At the time of his death he'd outlived all of his
oppressors and the best that mainstream US news outlets could do was to swing
between "grandfather" and "Communist."
Good freakin' Lord!
Tell the truth! He was a staunch believer in
dismantling a system that had become comfortable in grinding it's boot heels on
the necks of South Africa's indigenous population. He was willing to blow it
apart. He was a head-knocker of the first degree and had embraced his shadow
side. He was a multi-faceted human being.
Which brings me back to Martin Luther King, Jr. His
influence has been blunted by mainstream media. With the celebration of each
passing MLK holiday, someone, somewhere reads “I Have a Dream” in front of his
statue on a plaza or at a gathering, people have the day off, stores throw weekend-long sales.
MLK has become a safe benign figure and commodity whose words from one speech have encased
him in time in the role of quiet peacemaker.
MLK was a profoundly different man at the end of
his life in 1968. He was light years away from the young preacher who'd spoken in D. C. in 1963. His
"I Have a Dream" speech has been co-opted and misinterpreted so many
times that its meaning has been severely diluted. Constant repetition of that one speech makes one think that the only thing the man did was sleep! Even the schizophrenic GOP has twisted
it to their means. UGH!
Like Mandela, Dr. King had been arrested. Like
Mandela, King's movements had been trailed. In his case, he'd been watched by the FBI
of J. Edgar Hoover. And before he woke up and smelled the coffee, Robert F. Kennedy had not been
an ally. Sadly, he'd be murdered a month after King. The five years between '63 and '68 had changed King greatly. He no
longer thought being peaceful was going to get the oppressed anywhere. His last
speechs before he was assassinated held all his new thoughts. Yet, they are
rarely, if ever, quoted. He was on board for Johnson's War on Poverty program
but spoke out against how it was not enough because funds for the program were
being siphoned off for the Vietnam War. He was against war period and even more
so against one that was taking from the poor to escalate action in SE Asia.

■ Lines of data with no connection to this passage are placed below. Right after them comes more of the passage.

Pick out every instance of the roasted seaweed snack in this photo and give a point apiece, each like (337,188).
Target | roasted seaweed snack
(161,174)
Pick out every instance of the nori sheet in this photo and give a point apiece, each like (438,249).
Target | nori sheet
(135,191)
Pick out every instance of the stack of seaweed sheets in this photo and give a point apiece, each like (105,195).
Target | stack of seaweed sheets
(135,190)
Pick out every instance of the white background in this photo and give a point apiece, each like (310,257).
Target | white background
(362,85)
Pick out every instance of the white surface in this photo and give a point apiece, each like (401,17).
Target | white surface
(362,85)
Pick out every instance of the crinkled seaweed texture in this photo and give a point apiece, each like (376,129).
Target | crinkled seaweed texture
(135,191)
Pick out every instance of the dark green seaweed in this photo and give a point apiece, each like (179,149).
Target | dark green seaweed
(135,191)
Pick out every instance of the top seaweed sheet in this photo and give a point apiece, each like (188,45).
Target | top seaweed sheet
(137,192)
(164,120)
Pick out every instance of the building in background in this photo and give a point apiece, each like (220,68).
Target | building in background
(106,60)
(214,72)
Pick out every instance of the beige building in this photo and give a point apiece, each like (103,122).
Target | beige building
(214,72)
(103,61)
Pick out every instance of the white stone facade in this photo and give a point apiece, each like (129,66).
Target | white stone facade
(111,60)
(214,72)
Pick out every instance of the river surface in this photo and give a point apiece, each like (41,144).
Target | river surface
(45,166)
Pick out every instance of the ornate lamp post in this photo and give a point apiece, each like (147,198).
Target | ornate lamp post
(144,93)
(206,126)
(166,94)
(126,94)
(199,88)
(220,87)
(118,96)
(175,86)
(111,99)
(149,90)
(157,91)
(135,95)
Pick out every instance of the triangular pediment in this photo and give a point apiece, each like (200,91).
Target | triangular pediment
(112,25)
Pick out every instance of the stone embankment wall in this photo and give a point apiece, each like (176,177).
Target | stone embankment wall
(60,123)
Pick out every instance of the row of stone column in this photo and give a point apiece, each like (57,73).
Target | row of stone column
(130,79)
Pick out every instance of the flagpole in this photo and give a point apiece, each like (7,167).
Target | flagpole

At his demise, he'd been organizing and helping garbage workers get more money for their thankless jobs. Speaking up for the poor and against the war earns no one friends in high places. Only enemies. Dr. King knew this and pressed on anyway. He had seen more, had heard more and was probably pissed at being dicked
around. Yes, the King killed at 39 was markedly different than the 33 -34 years
young preacher of "I Have a Dream" renown. And by 1968 he was aware
that this change could get him killed. And it did.
And how do we commemorate him decades after the
March on Washington, his fight for the overlooked and his murder? We throw
appliance sales, car sales and dumb-assed freedom-to-twerk parties. Yeah, I said it. D-U-M-B-A-S-S-E-D. We attend breakfasts where speakers give lackluster, rote
re-readings of select parts of the "I Have a Dream" speech. We celebrate a
whitewashing of his warrior legacy.
I truly hope Nelson Mandela's warrior legacy
fares better.
Thank you, Dr. King, and Happy Birth Day!